Thank you for posting your work; you'd be surprised how many forget to do that.

This is incorrect: ( EDIT: corrected for posterity.)
upload_2018-2-11_10-57-39.png

It might be simpler if you treat the XNOR as an XOR and then invert the output.
 
Last edited:

Thread Starter

Damon G

Joined Feb 11, 2018
4
Thanks for the response. That part you just showed me, was actually something I found on the internet..
It was here :
https://steemit.com/logic/@drifter1/logic-design-from-function-to-circuit-using-multi-input-gates

A XNOR Gate can be found by searching for (A⊕B)' or AXNORB directly that is rare. But, we can again search for the following inside of our function:


(A⊕B)' = AB + A'B' (pretty easy one)

I seen this answer some where else also so that is why I jotted it down to the side of my paper to remember.

As for what you said about Invert the XOR out put.. this is where I am having an issue..
I understand the Truth Tables for every gate just fine.. So XOR is basically inputs the same means its False/ zero/ off , and if both input are opposite then out put will be True/one/ on.

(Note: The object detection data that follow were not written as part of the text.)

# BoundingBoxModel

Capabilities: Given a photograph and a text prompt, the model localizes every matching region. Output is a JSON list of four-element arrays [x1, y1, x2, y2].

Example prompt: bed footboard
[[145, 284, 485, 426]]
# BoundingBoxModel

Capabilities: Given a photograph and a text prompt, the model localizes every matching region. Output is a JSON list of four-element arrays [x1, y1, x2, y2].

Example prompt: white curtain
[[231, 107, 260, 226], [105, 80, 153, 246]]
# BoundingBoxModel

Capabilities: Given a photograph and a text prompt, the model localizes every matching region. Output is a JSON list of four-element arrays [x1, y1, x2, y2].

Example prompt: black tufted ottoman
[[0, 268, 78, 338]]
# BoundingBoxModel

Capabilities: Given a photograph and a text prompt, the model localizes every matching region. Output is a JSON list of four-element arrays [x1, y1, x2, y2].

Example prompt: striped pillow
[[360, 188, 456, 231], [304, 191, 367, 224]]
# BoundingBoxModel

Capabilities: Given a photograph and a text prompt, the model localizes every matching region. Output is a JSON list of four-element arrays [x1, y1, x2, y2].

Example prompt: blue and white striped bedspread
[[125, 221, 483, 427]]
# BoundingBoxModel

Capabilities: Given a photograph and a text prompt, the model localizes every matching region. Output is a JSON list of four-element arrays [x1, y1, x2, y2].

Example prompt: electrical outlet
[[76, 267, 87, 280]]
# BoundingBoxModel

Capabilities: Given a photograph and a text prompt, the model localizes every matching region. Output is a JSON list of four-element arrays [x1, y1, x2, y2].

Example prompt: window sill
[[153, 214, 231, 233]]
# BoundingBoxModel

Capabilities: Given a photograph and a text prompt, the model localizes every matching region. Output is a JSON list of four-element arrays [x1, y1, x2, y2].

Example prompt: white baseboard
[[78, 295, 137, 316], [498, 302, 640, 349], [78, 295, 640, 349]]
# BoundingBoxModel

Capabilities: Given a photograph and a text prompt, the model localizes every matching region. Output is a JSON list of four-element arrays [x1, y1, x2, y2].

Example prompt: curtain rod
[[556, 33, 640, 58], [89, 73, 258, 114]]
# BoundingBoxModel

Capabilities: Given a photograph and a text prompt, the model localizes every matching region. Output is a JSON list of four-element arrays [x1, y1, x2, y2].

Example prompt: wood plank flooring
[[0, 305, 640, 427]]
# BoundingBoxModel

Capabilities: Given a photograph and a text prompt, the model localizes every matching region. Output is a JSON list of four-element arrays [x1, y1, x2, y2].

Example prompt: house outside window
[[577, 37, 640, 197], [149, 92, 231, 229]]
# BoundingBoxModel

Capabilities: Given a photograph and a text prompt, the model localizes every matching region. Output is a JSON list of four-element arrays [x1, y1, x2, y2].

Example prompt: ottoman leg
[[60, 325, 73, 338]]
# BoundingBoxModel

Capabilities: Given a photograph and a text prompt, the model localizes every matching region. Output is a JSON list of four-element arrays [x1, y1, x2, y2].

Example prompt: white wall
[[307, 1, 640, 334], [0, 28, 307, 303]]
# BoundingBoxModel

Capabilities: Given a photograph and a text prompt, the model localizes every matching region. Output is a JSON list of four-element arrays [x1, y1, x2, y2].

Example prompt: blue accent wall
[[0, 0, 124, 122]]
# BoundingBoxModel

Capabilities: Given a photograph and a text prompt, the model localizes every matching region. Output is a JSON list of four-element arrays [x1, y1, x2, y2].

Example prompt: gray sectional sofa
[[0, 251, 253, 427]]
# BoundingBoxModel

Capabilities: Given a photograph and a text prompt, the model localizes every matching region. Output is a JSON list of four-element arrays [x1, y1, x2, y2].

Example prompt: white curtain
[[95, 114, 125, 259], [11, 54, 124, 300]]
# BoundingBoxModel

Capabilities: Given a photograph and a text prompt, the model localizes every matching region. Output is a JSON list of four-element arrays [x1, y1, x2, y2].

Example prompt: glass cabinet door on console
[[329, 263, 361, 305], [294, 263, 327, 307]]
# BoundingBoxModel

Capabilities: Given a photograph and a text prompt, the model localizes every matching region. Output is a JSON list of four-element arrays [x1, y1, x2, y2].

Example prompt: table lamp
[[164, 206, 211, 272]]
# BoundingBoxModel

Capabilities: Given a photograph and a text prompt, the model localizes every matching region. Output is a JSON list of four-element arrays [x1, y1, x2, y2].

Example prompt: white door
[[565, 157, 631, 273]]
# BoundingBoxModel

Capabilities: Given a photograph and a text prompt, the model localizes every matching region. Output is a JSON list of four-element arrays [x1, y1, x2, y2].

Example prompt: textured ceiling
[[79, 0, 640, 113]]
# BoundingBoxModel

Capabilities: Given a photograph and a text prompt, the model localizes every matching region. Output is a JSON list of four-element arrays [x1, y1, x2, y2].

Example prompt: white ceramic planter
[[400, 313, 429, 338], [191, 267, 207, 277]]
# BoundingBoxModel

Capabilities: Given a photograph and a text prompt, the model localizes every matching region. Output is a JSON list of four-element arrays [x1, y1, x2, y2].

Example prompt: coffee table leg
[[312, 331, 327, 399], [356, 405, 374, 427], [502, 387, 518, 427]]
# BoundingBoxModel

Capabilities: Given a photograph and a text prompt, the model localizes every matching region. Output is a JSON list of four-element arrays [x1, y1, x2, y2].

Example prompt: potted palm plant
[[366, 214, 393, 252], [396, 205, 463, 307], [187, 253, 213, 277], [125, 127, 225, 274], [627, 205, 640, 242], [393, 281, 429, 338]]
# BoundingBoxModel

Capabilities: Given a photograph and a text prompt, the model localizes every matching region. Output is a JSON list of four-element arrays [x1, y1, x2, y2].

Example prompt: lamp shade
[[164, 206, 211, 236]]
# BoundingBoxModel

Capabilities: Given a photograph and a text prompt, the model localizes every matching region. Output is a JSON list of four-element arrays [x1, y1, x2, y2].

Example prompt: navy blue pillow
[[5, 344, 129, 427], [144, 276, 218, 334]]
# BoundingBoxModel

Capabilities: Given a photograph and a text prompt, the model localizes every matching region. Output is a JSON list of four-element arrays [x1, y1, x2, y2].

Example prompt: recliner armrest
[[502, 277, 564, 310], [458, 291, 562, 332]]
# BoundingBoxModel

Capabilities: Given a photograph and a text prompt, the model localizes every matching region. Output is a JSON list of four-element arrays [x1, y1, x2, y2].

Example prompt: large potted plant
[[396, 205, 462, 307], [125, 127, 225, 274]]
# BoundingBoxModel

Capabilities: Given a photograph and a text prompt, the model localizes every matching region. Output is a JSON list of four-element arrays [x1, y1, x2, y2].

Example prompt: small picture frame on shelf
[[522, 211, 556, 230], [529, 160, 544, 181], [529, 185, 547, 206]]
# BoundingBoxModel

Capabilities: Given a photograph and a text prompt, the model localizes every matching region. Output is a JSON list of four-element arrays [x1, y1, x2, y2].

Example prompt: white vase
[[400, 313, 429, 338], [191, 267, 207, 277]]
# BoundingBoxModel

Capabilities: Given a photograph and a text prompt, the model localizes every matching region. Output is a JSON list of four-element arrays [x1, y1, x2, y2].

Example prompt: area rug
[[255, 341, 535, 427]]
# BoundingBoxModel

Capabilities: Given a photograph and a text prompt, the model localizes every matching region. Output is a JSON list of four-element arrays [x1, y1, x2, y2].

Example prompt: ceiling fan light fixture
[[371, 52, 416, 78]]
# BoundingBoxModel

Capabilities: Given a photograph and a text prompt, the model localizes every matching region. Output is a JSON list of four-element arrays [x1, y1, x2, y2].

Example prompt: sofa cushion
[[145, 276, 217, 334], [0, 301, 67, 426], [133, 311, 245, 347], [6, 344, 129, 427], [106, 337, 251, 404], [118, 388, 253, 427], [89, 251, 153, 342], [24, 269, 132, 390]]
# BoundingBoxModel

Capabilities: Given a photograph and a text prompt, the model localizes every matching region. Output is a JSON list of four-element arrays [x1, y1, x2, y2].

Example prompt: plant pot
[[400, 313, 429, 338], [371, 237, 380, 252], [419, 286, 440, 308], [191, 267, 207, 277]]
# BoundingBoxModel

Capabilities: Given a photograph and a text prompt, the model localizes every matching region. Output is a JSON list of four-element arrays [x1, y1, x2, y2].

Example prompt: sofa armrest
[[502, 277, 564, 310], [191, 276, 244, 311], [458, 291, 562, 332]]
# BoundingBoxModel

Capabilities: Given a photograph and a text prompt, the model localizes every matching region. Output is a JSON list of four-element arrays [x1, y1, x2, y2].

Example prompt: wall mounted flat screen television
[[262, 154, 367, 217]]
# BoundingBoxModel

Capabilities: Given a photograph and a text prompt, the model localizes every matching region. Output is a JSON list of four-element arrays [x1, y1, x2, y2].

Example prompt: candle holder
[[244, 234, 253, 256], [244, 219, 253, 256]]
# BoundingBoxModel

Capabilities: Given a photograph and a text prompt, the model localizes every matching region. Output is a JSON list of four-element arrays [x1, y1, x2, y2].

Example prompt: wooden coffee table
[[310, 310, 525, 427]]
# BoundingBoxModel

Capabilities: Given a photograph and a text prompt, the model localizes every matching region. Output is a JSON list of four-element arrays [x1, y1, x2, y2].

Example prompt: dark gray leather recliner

COmpliment that would just be the opposite of what I said..
But that is not the part that is giving me an issue.. its I dont understand how to combine the two inputs and know what the output will be.

on the piece of paper I put down something down I am sure is wrong..

If we look at the two inputs going to the XNOR gate it is

(A'+B)(C)' XNOR (BC)'
This is where I am stuck trying to figure the output.. I dont know how to get a result from the two inputs. I can do it for AND NAND OR NOR, Also I know how to XOR and XNOR two binary bits, but this is more than just XOR XNOR a bit with another bit. ..
 

WBahn

Joined Mar 31, 2012
25,904
Welcome to AAC!

Thank you for posting your work; you'd be surprised how many forget to do that.

This is incorrect:
View attachment 145699

It might be simpler if you treat the XNOR as an XOR and then invert the output.
What's wrong with that. Unless I'm misinterpreting what appear to be dots around the first term (and that I'm assuming are just extraneous marks on the paper), it is correct.

An XNOR is also known as an equality gate and outputs a high if both inputs are the same.
 

WBahn

Joined Mar 31, 2012
25,904
Thanks for the response. That part you just showed me, was actually something I found on the internet..
It was here :
https://steemit.com/logic/@drifter1/logic-design-from-function-to-circuit-using-multi-input-gates

A XNOR Gate can be found by searching for (A⊕B)' or AXNORB directly that is rare. But, we can again search for the following inside of our function:


(A⊕B)' = AB + A'B' (pretty easy one)

I seen this answer some where else also so that is why I jotted it down to the side of my paper to remember.

As for what you said about Invert the XOR out put.. this is where I am having an issue..
I understand the Truth Tables for every gate just fine.. So XOR is basically inputs the same means its False/ zero/ off , and if both input are opposite then out put will be True/one/ on. COmpliment that would just be the opposite of what I said..
But that is not the part that is giving me an issue.. its I dont understand how to combine the two inputs and know what the output will be.

on the piece of paper I put down something down I am sure is wrong..

If we look at the two inputs going to the XNOR gate it is

(A'+B)(C)' XNOR (BC)'
This is where I am stuck trying to figure the output.. I dont know how to get a result from the two inputs. I can do it for AND NAND OR NOR, Also I know how to XOR and XNOR two binary bits, but this is more than just XOR XNOR a bit with another bit. ..
Then just get rid of the XOR or XNOR and replace them with what they are equivalent to, namely (A⊕B) = AB' + A'B and (A⊕B)' = AB + A'B'.

So

(A'+B)(C)' XNOR (BC)' = [(A'+B)(C)'][(BC)'] + [(A'+B)(C)']'[(BC)']'
 

WBahn

Joined Mar 31, 2012
25,904
Are you familiar with bubble logic?

You can swap an AND with an OR, and vice versa, as long as you invert ALL of the inputs and outputs. Doing so does not change the overall logic.

Bubble logic for XOR is that you can invert any even number of inputs and outputs.

A consequence of this is that you can swap an XOR with an XNOR, and vice versa, by inverting an odd number of inputs (since the inverted output makes the total even).

As a check, that means that to get the basic equation for a 2-input XNOR we invert one input, which makes it an equality gate.
 

Thread Starter

Damon G

Joined Feb 11, 2018
4
Are you familiar with bubble logic?

You can swap an AND with an OR, and vice versa, as long as you invert ALL of the inputs and outputs. Doing so does not change the overall logic.

Bubble logic for XOR is that you can invert any even number of inputs and outputs.

A consequence of this is that you can swap an XOR with an XNOR, and vice versa, by inverting an odd number of inputs (since the inverted output makes the total even).

As a check, that means that to get the basic equation for a 2-input XNOR we invert one input, which makes it an equality gate.
Thank you for responding.. Yes those were marks on the paper around the AB , my mistake for not having the paper clean from markings ..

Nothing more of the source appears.